FDA also worked with the manufacturer to develop a Patient Medication Guide that informs patients about the risk of the drug and how to use it safely. The Medication Guide (an FDA-approved patient information sheet) will be provided to patients with each prescription.

Other labeling changes included a strengthened warning section regarding specific drug-related adverse events including visual disturbances and loss of consciousness. As noted previously, warnings for hepatic toxicity (rare but severe symptoms of liver disease) were strengthened in June 2006.

This most recent action is the result of comprehensive scientific analysis and thoughtful public discussion of the data available for Ketek, and includes important changes in the labeling designed to improve the safe use of Ketek by patients and give health care providers the most up-to-date prescribing information.
The Ketek approval and post-approval process conformed to the high standard the American public has come to expect from FDA. Furthermore, we believe that the data integrity issues in connection with Study 3014 uncovered by FDA staff are a testament to our staff’s unrelenting dedication and commitment to the processes we have in place to help ensure the safety of our drug supply. We always welcome suggestions on how to improve these processes.

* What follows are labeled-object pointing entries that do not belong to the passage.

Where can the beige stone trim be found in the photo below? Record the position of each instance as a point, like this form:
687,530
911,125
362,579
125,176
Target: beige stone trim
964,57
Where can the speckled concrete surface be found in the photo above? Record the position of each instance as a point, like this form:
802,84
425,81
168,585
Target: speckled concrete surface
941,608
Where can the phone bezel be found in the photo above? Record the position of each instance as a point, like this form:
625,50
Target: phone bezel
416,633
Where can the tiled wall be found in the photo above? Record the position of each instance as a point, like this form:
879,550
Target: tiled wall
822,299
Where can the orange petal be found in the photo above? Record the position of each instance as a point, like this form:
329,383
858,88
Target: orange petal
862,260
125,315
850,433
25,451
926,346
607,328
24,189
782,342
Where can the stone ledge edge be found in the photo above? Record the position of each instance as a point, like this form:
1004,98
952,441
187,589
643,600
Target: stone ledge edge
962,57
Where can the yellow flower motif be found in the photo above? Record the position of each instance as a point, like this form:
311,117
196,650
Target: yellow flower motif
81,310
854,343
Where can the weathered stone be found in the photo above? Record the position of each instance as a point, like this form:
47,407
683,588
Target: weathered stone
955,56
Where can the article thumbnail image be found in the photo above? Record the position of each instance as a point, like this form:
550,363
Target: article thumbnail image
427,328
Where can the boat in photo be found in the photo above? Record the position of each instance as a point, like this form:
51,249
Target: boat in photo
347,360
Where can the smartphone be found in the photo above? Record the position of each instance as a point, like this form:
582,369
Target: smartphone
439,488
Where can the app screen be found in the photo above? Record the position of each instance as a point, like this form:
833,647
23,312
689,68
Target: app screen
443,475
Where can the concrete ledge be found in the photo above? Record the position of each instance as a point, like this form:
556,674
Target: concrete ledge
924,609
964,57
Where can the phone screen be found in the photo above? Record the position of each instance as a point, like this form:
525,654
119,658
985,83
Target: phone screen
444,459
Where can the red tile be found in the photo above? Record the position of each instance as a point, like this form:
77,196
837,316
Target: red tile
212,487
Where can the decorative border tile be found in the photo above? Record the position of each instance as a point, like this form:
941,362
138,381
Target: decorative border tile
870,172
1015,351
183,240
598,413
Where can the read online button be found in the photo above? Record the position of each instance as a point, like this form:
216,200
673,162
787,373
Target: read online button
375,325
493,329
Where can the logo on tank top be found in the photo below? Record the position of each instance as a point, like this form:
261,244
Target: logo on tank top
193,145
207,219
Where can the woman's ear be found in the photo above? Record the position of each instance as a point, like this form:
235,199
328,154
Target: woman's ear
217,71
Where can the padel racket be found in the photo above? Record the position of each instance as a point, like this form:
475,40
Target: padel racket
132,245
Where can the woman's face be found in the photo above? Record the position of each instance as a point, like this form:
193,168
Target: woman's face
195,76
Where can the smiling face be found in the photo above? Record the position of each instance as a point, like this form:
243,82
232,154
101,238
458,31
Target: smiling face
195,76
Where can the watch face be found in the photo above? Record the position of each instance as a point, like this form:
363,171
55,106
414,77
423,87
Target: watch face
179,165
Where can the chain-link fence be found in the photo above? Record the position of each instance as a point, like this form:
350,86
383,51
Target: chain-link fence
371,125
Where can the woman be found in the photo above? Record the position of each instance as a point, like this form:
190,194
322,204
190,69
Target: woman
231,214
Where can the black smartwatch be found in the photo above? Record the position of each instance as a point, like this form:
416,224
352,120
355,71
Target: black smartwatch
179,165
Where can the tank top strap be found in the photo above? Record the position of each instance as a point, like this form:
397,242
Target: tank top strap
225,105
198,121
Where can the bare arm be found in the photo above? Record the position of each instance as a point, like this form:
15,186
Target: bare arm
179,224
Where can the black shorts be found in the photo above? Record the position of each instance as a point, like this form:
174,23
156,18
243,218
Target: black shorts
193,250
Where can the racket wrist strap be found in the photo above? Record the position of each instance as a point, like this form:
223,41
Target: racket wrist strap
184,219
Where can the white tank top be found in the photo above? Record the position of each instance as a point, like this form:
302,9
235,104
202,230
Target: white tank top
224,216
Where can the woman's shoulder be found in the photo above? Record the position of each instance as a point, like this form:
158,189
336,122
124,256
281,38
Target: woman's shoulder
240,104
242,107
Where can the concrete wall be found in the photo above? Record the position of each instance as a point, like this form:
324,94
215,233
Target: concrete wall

At FDA, providing the American public with safe and effective medical products is our core mission. We base decisions to approve a drug, or to keep it on the market if new safety findings surface, on a careful balancing of risk and benefit to patients. This is a multifaceted and complex decision process, involving scientific and public health issues. The recent initiatives we have announced will improve our current system to assess drug safety. Moreover, we will continue to evaluate new approaches to advance drug safety. As always, we value input from Congress, patients and the medical community as we develop and refine these drug safety initiatives.

Let me assure you, Mr. Chairman, that I am deeply committed to ensuring the safety of drugs and other medical products regulated by FDA. Once again, thank you for the opportunity to testify before the Committee today. I am happy to respond to questions.